FORESTS' ROLE AS CO2 SINKS LIMITED
Field experiments show trees quickly revert to original growth rate

PAMELA ZURER

Six years into a controlled experiment, scientists are finding that forests are not the insatiable sinks for carbon dioxide that global-change studies often assume.

CO2 CIRCLES At the FACE project, towers encircle mature loblolly pines in Duke Forest. Carbon dioxide is pumped into the air within half of the circles, raising CO2 concentrations to about 560 ppm, 200 ppm higher than normal.
PHOTO BY WILL OWENS
After an initial surge, the growth of pine trees living in an atmosphere enriched in CO2 slowed down unless given a fertilizer kick [
Nature, 411, 469 (2001)]. And although the amount of pine needles and other carbon-containing litter on the forest floor increased, so did their rate of breakdown, with little carbon accumulating in the deeper mineral soil layers [Nature, 411, 466 (2001)]. Expectations that increases in carbon sequestration can compensate for increasing CO2 in the atmosphere are "unduly optimistic," the researchers who carried out the studies at Duke University's Duke Forest conclude.

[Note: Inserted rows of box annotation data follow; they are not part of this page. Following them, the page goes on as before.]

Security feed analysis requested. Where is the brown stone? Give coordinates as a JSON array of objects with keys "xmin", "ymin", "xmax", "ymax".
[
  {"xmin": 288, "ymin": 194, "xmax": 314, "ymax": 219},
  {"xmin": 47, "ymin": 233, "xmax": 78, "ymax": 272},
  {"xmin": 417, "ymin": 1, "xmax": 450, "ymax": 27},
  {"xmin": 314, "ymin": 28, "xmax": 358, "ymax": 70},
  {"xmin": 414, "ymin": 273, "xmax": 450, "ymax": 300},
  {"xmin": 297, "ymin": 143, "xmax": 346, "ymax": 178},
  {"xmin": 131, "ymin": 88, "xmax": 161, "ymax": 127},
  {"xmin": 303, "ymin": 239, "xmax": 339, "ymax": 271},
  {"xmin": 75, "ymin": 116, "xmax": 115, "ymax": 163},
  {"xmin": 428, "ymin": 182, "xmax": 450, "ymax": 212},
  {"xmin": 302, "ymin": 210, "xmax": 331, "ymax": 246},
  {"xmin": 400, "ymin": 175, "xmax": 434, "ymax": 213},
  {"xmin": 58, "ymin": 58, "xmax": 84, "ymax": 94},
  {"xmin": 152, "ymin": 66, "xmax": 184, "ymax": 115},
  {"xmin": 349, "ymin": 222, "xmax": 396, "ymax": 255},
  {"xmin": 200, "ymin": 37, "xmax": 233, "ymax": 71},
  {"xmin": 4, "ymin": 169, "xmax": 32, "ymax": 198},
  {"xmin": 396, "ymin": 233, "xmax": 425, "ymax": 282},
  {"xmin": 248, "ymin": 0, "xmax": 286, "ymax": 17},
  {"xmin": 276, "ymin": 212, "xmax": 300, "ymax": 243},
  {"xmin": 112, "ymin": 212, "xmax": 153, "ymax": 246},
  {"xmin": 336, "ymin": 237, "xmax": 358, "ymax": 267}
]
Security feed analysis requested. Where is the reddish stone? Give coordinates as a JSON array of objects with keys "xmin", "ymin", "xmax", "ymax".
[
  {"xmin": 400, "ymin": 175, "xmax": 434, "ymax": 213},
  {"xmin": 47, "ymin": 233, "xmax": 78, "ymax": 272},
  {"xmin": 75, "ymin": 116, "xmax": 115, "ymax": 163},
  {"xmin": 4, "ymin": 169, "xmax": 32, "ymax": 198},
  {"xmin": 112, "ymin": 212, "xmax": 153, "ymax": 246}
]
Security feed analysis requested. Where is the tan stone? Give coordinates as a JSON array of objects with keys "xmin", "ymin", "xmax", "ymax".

"We expected greater rates of plant growth and greater rates of soil carbon storage during fumigation of the site with high CO2," says William H. Schlesinger, Duke professor of biogeochemistry and principal investigator for the Free-Air CO2 Enrichment (FACE) project. "What is surprising is that limited supplies of soil nutrients eliminated that response so quickly--and completely," he adds. "And it is also surprising that the additional inputs of carbon to the soil during the first three years of the experiment did not lead to greater carbon storage in the soil. The decomposers responded well and decomposed most of it."

Ram Oren, associate professor at Duke's Nicholas School of the Environment, tells C&EN that the researchers have not yet been able to account for all the carbon that the plants take up--a significant loose end. And Schlesinger says he would like to see experiments with other variables: "It would be interesting to see what the carbon storage is when a forest is grown at high CO2 and high temperature, or high CO2 and high nitrogen."